If we want to show what the area looks like according to the grass/crops/city designation, we might want to give each of the classifications a colour.

```
[7]:
```

```
# We map the values to colours
index = {1: 'green', 2: 'yellow', 3: 'grey'}
# Create a discrete colour map
cmap = colors.ListedColormap(index.values())
# Plot
plt.imshow(area, cmap=cmap)
```

```
[7]:
```

```
<matplotlib.image.AxesImage at 0x7fe7b5487f98>
```

In the case above, every pixel had a value of either `1`

, `2`

or `3`

. What happens if our dataset is incomplete and there is no data in some places?

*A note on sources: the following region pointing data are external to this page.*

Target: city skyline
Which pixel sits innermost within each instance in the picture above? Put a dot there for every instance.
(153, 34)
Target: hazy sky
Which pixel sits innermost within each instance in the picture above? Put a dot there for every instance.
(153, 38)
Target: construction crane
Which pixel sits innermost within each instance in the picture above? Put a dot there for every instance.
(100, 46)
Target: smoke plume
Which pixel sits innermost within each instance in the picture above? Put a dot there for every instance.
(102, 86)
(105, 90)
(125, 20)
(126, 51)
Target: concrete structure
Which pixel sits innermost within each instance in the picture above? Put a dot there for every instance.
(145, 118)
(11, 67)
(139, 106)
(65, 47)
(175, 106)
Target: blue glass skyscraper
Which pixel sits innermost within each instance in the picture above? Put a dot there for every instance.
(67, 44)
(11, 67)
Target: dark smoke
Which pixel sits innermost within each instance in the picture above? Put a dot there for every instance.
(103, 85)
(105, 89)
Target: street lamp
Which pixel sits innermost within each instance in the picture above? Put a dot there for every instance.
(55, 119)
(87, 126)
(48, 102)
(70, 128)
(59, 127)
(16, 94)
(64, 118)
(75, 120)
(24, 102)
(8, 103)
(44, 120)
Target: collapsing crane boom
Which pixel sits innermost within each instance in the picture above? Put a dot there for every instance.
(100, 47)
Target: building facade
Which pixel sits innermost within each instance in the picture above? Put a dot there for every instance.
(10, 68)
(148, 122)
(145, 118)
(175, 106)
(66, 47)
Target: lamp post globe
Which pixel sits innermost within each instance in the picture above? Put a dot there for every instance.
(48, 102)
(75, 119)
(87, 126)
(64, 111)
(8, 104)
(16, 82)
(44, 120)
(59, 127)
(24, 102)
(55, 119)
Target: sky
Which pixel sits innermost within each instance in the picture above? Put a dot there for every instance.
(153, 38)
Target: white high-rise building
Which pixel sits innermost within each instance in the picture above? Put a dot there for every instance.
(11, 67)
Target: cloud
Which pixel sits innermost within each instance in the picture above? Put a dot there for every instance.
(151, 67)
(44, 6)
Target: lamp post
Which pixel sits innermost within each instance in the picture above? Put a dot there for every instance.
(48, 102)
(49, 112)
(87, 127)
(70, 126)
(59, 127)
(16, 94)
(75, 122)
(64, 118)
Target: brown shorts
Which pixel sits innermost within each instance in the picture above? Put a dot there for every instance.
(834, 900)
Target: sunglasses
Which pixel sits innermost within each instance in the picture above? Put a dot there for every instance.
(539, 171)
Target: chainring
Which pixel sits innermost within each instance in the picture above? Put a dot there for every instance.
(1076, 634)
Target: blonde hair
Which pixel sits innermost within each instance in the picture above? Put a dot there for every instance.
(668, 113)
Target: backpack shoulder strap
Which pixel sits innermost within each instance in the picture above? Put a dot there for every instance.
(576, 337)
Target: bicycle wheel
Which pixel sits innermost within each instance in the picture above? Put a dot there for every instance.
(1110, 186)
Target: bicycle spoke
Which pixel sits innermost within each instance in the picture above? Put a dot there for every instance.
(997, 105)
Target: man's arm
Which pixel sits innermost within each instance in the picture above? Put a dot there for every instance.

This is a common problem in real-life datasets. Real datasets can be incomplete and may be missing data at certain times or places. To deal with this, we use the special value known as `NaN`

, which stands for **Not a Number**.

`NaNs`

are designated by the numpy `np.nan`

function.

```
[8]:
```

```
arr = np.array([1,2,3,4,5,np.nan,7,8,9], dtype=np.float32)
arr
```

```
[8]:
```

```
array([ 1., 2., 3., 4., 5., nan, 7., 8., 9.], dtype=float32)
```

To compute statistics on arrays containing NaN values, numpy has special versions of common functions such as `mean`

, standard deviation `std`

, and `sum`

that ignore the `NaN`

values. For example, the next cell shows the difference between using the usual `mean`

function and the `nanmean`

function.

The `mean`

function cannot handle `NaN`

values so it will return `nan`

. The `nanmean`

function does not include `NaN`

values in the calculation, and therefore returns a number value.

```
[9]:
```

```
print(np.mean(arr))
print(np.nanmean(arr))
```

```
nan
4.875
```

Note that `NaN`

is generally not used as a key in dictionary key-value entries because there are different ways of expressing `NaN`

in Python and they are not always equivalent. However, it is still possible to visualise data with `NaNs`

; there will be gaps in the image where there is no data.

## Exercises¶

### 4.1 The harvesting season has arrived and our cropping lands have changed colour to brown. Can you:¶

#### 4.1.1 Modify the yellow area to contain the new value `4`

?¶

#### 4.1.2 Add a new entry to the `index`

dictionary mapping number `4`

to the value `brown`

.¶

#### 4.1.3 Plot the area.¶

```
[ ]:
```

```
# 4.1.1 Modify the yellow area to hold the value 4
```

```
[ ]:
```

```
# 4.1.2 Add a new key-value pair to index that maps 4 to 'brown'
```

```
[ ]:
```

```
# 4.1.3 Copy the cmap definition and re-run it to add the new colour
# Plot the area
```

Hint:If you want to plot the new area, you have to redefine`cmap`

so the new value is assigned a colour in the colour map. Copy and paste the`cmap = ...`

line from the original plot.

### 4.2 Set `area[20:40, 80:95] = np.nan`

. Plot the area now.¶

```
[ ]:
```

```
# Set the nan area
```

```
[ ]:
```

```
# Plot the entire area
```

### 4.3 Find the median of the `area`

array from 4.2 using `np.nanmedian`

. Does this match your visual interpretation? How does this compare to using `np.median`

?¶

```
[ ]:
```

```
# Use np.nanmedian to find the median of the area
```

## Conclusion¶

Two key Python capabilities have been introduced in this section. We can organise our data using the dictionary syntax, and understand incomplete datasets that may use `NaN`

values to show blanks. The next lesson provides a guide to xarray, a Python package that builds on these concepts to make multi-dimensional data easier to load and use.